Cindy Hubrecht says her son, always concerned with the welfare of others, began to struggle himself around age 13.

“I noticed one day that he had marks on his arms. … He was cutting himself, and I did not know why. I begged him to tell me why, and his answer was that he had a hole in his heart,” recalled Hubrecht.

She tried to understand and help her son heal that hole.

An undated courtesy photo of Brian Palazzolo.
An undated courtesy photo of Brian Palazzolo.

But by high school, Palazzolo, who graduated from Forest Hills Eastern, had discovered pills.

Hubrecht said her son’s friends stole them from their parents’ medicine cabinets.

“By the time he passed away, eight kids had died, overdosed, that he went to school with. Eight kids,” said Hubrecht.

Later, Palazzolo found heroin.

Despite going to rehab, trying medication-assisted treatment, and even moving out of state, Hubrecht said her son could not shake the addiction.

“He just had to do it one more time,” she said. “He said, ‘Mom, don’t worry mom, I know what I’m doing.’ First, (he said) ‘I’m not doing anything.’ Then, ‘Mom, I know what I’m doing.’ So then I knew. He was still using.”


Hubrecht believes her son was sober for five years prior to his death.

He’d been working out west.

“I had told him to leave. I said, ‘This is where all the triggers are.’ He had taken me through neighborhoods (in Grand Rapids) and said, ‘I got stuff from there, I’ve been there, I’ve been there. I’ve been there.’ All through the West Side, the north end,” she said.

But Palazzolo ultimately returned home to Grand Rapids.

Four months later, he was dead.

An undated courtesy photo of Brian Palazzolo.
An undated courtesy photo of Brian Palazzolo.

“I wish it was me,” said Hubrecht. “I still don’t understand why I wasn’t taken. I’ve lived a full life. He had every opportunity in the world to be anything he wanted to be, and he was smart enough to do it. But he had that one problem. I would give anything to have him back.”  

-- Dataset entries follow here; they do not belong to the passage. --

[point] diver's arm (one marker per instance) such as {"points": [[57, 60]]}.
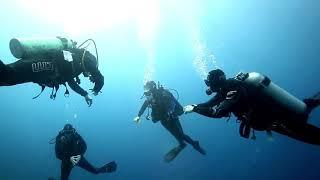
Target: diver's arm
{"points": [[223, 109], [143, 108], [76, 88], [98, 80]]}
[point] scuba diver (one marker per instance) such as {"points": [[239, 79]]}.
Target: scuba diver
{"points": [[70, 148], [259, 104], [51, 62], [166, 109]]}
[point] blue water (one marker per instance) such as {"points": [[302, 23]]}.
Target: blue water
{"points": [[277, 38]]}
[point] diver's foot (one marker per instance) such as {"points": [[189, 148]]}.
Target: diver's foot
{"points": [[109, 168], [173, 153], [196, 146]]}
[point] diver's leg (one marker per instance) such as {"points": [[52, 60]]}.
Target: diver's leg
{"points": [[172, 127], [66, 167], [189, 140], [84, 164], [2, 66]]}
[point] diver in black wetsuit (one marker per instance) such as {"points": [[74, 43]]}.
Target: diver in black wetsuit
{"points": [[166, 109], [70, 148], [259, 105], [54, 70]]}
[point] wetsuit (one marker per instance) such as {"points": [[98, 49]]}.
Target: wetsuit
{"points": [[166, 109], [52, 71], [258, 113], [70, 143]]}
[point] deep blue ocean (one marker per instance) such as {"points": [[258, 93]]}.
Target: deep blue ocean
{"points": [[175, 42]]}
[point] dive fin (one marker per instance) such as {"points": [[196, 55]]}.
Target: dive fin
{"points": [[173, 153], [197, 147]]}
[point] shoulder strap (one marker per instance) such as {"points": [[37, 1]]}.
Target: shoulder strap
{"points": [[42, 89]]}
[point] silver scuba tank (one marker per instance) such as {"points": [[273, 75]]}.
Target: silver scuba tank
{"points": [[39, 47], [276, 94]]}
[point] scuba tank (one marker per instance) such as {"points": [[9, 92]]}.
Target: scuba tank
{"points": [[39, 47], [273, 92]]}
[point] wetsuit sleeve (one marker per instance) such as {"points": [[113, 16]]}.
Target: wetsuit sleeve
{"points": [[225, 107], [76, 88], [98, 80], [143, 108], [61, 149]]}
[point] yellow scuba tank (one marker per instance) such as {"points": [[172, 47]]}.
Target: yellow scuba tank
{"points": [[276, 94], [39, 47]]}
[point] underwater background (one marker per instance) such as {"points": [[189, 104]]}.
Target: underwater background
{"points": [[176, 43]]}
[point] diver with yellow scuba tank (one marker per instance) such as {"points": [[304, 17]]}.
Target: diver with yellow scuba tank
{"points": [[51, 62], [166, 109], [259, 104]]}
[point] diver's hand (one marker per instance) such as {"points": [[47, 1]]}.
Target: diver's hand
{"points": [[95, 93], [136, 119], [88, 100], [75, 159], [189, 108]]}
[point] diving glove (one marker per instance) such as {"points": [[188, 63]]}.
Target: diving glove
{"points": [[88, 100], [75, 159], [136, 119]]}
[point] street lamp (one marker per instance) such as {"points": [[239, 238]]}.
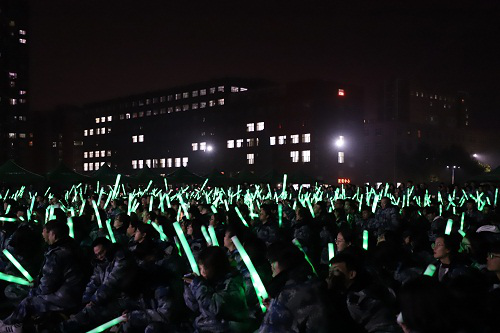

Hubrecht said in addition to memorializing her son and handing out anti-overdose tools, she wants to ensure people who are struggling know they are cared for. 

“I want to make sure people understand, these are not lost people. They are people who need our help,” she said.

Correction: A previous version of this article incorrectly listed Brian Paul Palozzolo’s name. We regret this error which has been fixed.